今まで何度も、このままとんでもない目に遭わされていた。
「君がまだあんなおぞましい物体をぶら下げているのは驚きだが、残念ながら今の僕は女性の肉体ではない!」
「あら可愛いことをおっしゃいますね。男性でもわたくしのお相手を十分にしていただけるはずですが?」
「ま、まさか……そんな、いや、いやいや、違うよね?」
「ふふふふふふふふふ」
「怖いっ!」
ギュンターが逃げようとするも、部屋から出るにはクリーが邪魔をしている。
最悪、窓から脱出しなければならないのだが、客人がいる伯爵家でバスローブ姿で徘徊していたらただの変態だ。
ギュンターが葛藤するわずかな間にも、手をわきわきさせてクリーがにじり寄ってくる。
「お、おかしなことをすれば舌を噛むぞ!」
「あらあら、そんなことを何度かお聞きしましたが、一度も噛んだことはありませんわよね? むしろ、とても――」
「やめろぉおおおおおおおおおおおおお! この悪魔めええええええええええええ!」
「ふふふふふふふ! ギュンター様の新たな扉を開いて差し上げますわぁ!」
クリーの目が艶やかに輝いているが、彼女の瞳に映るギュンターは今にも泣きそうな顔をしている。
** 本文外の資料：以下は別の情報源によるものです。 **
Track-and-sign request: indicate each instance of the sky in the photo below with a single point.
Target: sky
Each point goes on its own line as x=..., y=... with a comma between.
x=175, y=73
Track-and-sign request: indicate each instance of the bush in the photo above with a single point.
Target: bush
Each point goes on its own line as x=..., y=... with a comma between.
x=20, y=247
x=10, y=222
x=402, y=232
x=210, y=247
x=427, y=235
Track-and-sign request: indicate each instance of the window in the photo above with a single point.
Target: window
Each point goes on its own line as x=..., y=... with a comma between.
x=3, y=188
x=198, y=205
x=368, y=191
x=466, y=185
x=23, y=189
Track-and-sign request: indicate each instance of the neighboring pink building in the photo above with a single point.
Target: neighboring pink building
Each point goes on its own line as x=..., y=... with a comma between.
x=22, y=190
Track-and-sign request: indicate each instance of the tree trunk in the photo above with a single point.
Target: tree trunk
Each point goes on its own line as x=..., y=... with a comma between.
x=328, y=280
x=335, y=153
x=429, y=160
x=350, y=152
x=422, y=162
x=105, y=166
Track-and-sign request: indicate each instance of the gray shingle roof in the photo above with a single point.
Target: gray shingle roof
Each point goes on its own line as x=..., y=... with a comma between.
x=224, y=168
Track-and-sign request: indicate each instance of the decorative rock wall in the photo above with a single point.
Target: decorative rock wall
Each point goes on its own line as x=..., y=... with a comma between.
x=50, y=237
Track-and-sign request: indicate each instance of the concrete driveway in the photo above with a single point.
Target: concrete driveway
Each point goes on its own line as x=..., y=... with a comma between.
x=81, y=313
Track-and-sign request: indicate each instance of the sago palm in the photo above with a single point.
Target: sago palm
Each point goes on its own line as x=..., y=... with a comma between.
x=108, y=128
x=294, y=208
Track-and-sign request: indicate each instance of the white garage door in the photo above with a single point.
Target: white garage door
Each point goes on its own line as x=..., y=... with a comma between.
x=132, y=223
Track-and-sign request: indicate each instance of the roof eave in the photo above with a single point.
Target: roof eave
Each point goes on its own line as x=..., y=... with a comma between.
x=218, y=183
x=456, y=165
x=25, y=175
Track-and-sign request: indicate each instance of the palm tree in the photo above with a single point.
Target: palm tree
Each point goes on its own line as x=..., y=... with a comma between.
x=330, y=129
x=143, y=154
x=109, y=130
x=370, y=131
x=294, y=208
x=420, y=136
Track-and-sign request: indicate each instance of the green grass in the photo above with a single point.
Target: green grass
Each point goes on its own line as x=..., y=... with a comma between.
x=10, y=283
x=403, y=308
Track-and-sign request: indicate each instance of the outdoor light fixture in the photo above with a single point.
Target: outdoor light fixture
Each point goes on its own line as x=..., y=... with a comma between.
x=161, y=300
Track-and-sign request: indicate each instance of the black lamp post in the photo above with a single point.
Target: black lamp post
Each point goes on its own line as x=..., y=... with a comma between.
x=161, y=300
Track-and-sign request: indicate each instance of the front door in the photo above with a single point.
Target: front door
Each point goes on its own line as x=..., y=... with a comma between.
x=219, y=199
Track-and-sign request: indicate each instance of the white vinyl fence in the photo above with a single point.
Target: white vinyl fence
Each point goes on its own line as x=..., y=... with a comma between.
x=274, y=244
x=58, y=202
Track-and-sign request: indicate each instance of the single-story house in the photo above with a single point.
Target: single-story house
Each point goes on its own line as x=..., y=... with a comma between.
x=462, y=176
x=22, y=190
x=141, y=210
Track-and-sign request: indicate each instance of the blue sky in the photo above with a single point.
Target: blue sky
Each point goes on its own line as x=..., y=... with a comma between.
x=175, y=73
このまま凌辱されてしまうのか、とギュンターが諦めかけたその時、
「うるさいんだけど! 盛るなら自分の家でやりなさいよ! この変態夫婦っ!」
ウォーカー伯爵家の四女のエリカが、扉を蹴り破って文句を言ってきた。
「クリー!」
「は、はい、エリカお姉様!」
「あんたね、ギュンターを迎えにきたんでしょう? さっさと連れてきなさい!」
「そうでした!」
「はぁ。普段はいい子なのに、変態が絡むと変態になるってどういうことよ。ギュンターのせいね」
クリーはエリカをはじめ、リーゼたちを姉と呼び慕っている。
最年少であることと、妹同然に可愛がられていることから、自然なことだった。
それゆえに、こうして叱られるとしゅんとしてしまう。
相手がギュンターならば、知ったことではないと襲いかかるのだろうが、夫以外にはちゃんとした子なのだ。
「さ、帰りましょう。ギュンター様」
「断る! 帰ったら今までの続きをされるとわかっているのに、素直に従うと思っているのかな!?」
「………………そそそそ、そんなことありませんわ」
「ママはもう少し隠す努力をしたほうがいい」
そんな夫婦のやりとりを見てため息をついていたエリカだが、何かを思い出したように口を開いた。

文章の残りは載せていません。